ALL OF A sudden, Mark Strand, America's latest official poet-in-chief, is sounding very Washington. A few hundred yards away, Congress is debating the federal budget, and here he is sitting in his book-lined study of an office across the street talking about taxes .
"Whenever I fill out my 1040 form, I usually just list my occupation as 'writer,' " he explains.
But that was before his employment status was upgraded. Now he's not sure how he'll describe what he does for a living. Maybe next time, he should be more specific, he says. He uncrosses his long legs and gives his squarish jaw a thoughtful stroke. "How's 'U. S. Poet Laureate'? No, wait a minute. 'Poet Laureate comma U. S.'?"
As he considers his new title, seeming to weigh each syllable with great care, a frown starts to wrinkle his brow. "Poet laureate. That has a slightly elitist ring, doesn't it?" he notes disapprovingly. "Hmmm. You know, on second thought, I'd better just stick with plain 'writer' instead."
For a famous poet with an above-average interest in economics, the edit makes sense on two levels. Why disorient your muse and get the IRS on your case all at once? "I guess I'm just getting used to this job," Strand confesses, adding a bit hesitantly that he still hasn't figured out what his job really is.
Mark Strand is the nation's fourth poet laureate, a yearlong post (often extended to two years) that was created in 1985 when Congress renamed the 54-year-old position of Consultant in Poetry to the Library of Congress. Chatting casually in his official digs, Strand is cool and easygoing, almost the exact opposite of his chiseled, brooding poems.
In England, of course, the tradition is centuries old. William Wordsworth was a poet laureate; so was Alfred, Lord Tennyson. The British honor includes a generous guaranteed income for which appointees are expected to write poems for important occasions, versifying with equal dexterity on coronations, weddings, wars and funerals. Here in America, where the only poets with full-time salaries earn them at greeting-card companies, the poet laureate's role isn't nearly so well defined.
"That's probably because there isn't much popular interest in poetry, or good literature," Strand admits. "The junk people read is appalling. What's her name . . . Danielle Steel? She couldn't write her way out of a paper bag. Her use of language is a joke. She's just symptomatic, though, of a lot that's going on at the sub-literary level of the culture. Unfortunately, even with the title of poet laureate, there's not much I can do about it."

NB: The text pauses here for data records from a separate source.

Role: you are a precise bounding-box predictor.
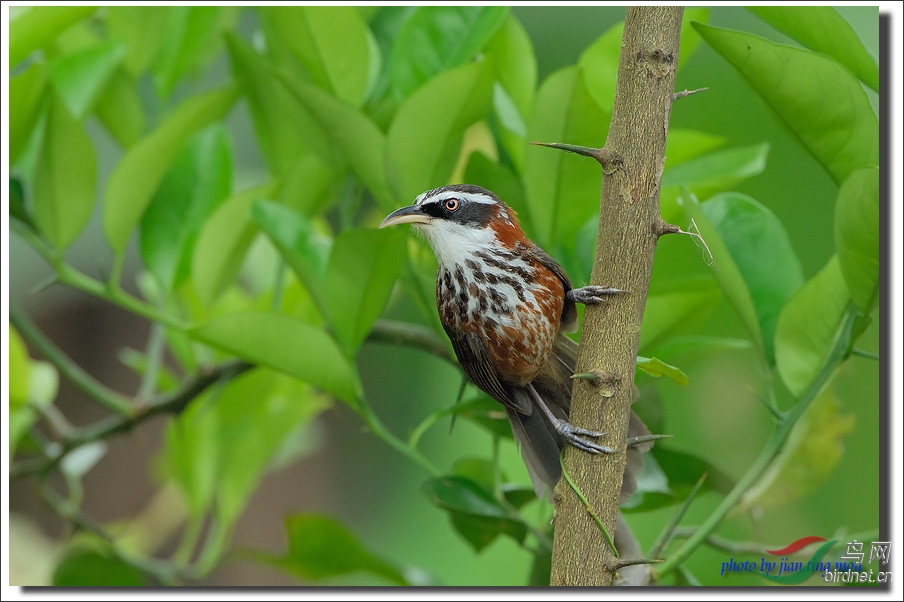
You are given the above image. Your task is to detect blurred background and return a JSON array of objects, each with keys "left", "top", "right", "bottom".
[{"left": 9, "top": 6, "right": 881, "bottom": 585}]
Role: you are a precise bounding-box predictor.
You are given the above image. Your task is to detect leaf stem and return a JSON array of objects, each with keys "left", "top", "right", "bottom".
[
  {"left": 10, "top": 361, "right": 254, "bottom": 477},
  {"left": 9, "top": 310, "right": 135, "bottom": 416},
  {"left": 559, "top": 455, "right": 618, "bottom": 558},
  {"left": 355, "top": 395, "right": 441, "bottom": 477},
  {"left": 135, "top": 322, "right": 166, "bottom": 403},
  {"left": 656, "top": 305, "right": 858, "bottom": 578}
]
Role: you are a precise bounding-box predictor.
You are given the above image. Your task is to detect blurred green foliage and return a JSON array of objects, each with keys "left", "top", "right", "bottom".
[{"left": 9, "top": 7, "right": 880, "bottom": 586}]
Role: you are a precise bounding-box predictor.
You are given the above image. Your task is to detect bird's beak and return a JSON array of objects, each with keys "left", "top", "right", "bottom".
[{"left": 380, "top": 205, "right": 433, "bottom": 228}]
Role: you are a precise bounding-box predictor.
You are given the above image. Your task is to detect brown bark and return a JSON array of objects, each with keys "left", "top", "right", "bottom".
[{"left": 550, "top": 6, "right": 683, "bottom": 586}]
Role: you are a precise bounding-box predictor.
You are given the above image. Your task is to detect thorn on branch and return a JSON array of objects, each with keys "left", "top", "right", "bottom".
[
  {"left": 531, "top": 142, "right": 625, "bottom": 175},
  {"left": 672, "top": 88, "right": 709, "bottom": 102},
  {"left": 609, "top": 558, "right": 665, "bottom": 572},
  {"left": 653, "top": 219, "right": 681, "bottom": 236},
  {"left": 571, "top": 372, "right": 602, "bottom": 383}
]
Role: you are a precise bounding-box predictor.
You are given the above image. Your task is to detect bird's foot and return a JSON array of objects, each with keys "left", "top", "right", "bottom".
[
  {"left": 555, "top": 420, "right": 616, "bottom": 454},
  {"left": 567, "top": 286, "right": 628, "bottom": 305}
]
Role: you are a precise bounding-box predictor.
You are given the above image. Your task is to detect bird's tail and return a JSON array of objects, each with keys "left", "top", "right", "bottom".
[{"left": 508, "top": 335, "right": 653, "bottom": 502}]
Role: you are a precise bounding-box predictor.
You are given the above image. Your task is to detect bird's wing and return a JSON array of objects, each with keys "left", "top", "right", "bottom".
[
  {"left": 531, "top": 242, "right": 578, "bottom": 332},
  {"left": 446, "top": 330, "right": 533, "bottom": 414}
]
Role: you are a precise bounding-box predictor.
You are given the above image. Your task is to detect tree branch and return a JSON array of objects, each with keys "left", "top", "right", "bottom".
[{"left": 551, "top": 6, "right": 683, "bottom": 586}]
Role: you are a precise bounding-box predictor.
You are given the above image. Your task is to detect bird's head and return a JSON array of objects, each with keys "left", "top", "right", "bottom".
[{"left": 380, "top": 184, "right": 526, "bottom": 265}]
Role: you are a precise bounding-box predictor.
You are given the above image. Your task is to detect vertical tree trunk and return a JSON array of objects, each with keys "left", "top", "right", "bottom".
[{"left": 550, "top": 6, "right": 683, "bottom": 586}]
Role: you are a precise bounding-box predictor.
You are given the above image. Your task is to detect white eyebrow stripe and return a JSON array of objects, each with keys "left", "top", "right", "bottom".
[{"left": 414, "top": 190, "right": 498, "bottom": 205}]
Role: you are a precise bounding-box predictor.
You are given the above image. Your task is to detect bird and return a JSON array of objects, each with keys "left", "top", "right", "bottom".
[{"left": 380, "top": 184, "right": 649, "bottom": 502}]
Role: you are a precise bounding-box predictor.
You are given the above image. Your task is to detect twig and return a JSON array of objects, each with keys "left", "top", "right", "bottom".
[
  {"left": 559, "top": 455, "right": 618, "bottom": 558},
  {"left": 672, "top": 88, "right": 709, "bottom": 102},
  {"left": 10, "top": 361, "right": 253, "bottom": 477},
  {"left": 677, "top": 218, "right": 719, "bottom": 272}
]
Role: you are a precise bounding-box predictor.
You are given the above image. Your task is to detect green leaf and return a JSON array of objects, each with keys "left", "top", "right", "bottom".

Strand published his first book of poetry in 1964. Since then, he has published seven more. In 1987, he won a MacArthur "genius" award. His poems, spare and elegiac, deal with themes typical of much modern literature--death, disorder and the disappearance of meaning. But it would be wrong to call Strand's vision despairing. On the contrary, his poetry affirms life and the imagination at the same time it recognizes the limits of both.
This is the first time that Mark Strand has ever made his living doing what he does so well. The careers of other famous poets bespeak the financial rewards of poetry writing. T. S. Eliot worked in a bank. Wallace Stevens was an insurance-company executive. For Strand, 56, teaching in the English Department at the University of Utah in Salt Lake City is what usually pays the bills.
"Let's see," he says, searching his memory bank for specific numbers. "The most money I've ever made from a poem? Well, it would have to be something I sold in the 1970s to The New Yorker. They paid me $1,100. Big money in those days. It's big money today. They ran that one for two full pages. But $1,100 poems, I can assure you, are few and far between."
He's currently on leave from the university and living in Washington's Cleveland Park with his wife, Julie, who is working on her doctorate in clinical psychology, and their 7-year-old son, Tom. The nation's capital, with its penchant for bureaucratese, has never been known as a very creative town, especially during the last year, when funding for many arts, including poetry, has politicians fighting the way they once did over the 55-mile-an-hour speed limit.
"The government gives artists token pats on the back, and what artists need and want is real support," Strand complains. "Based on what poets get paid, most of them would qualify as homeless."
In his new job, which comes with a $35,000 annual stipend, Strand hasn't been asked to write any official verse, at least not yet. He isn't even certain that's a requirement. As far as he knows, he is supposed to give one yearly lecture and emcee a few special readings. Beyond that, he's free to do whatever he likes.
"That's the hard part," he says, acknowledging one of the great themes in poetry and in life--what to do when you can do anything you want.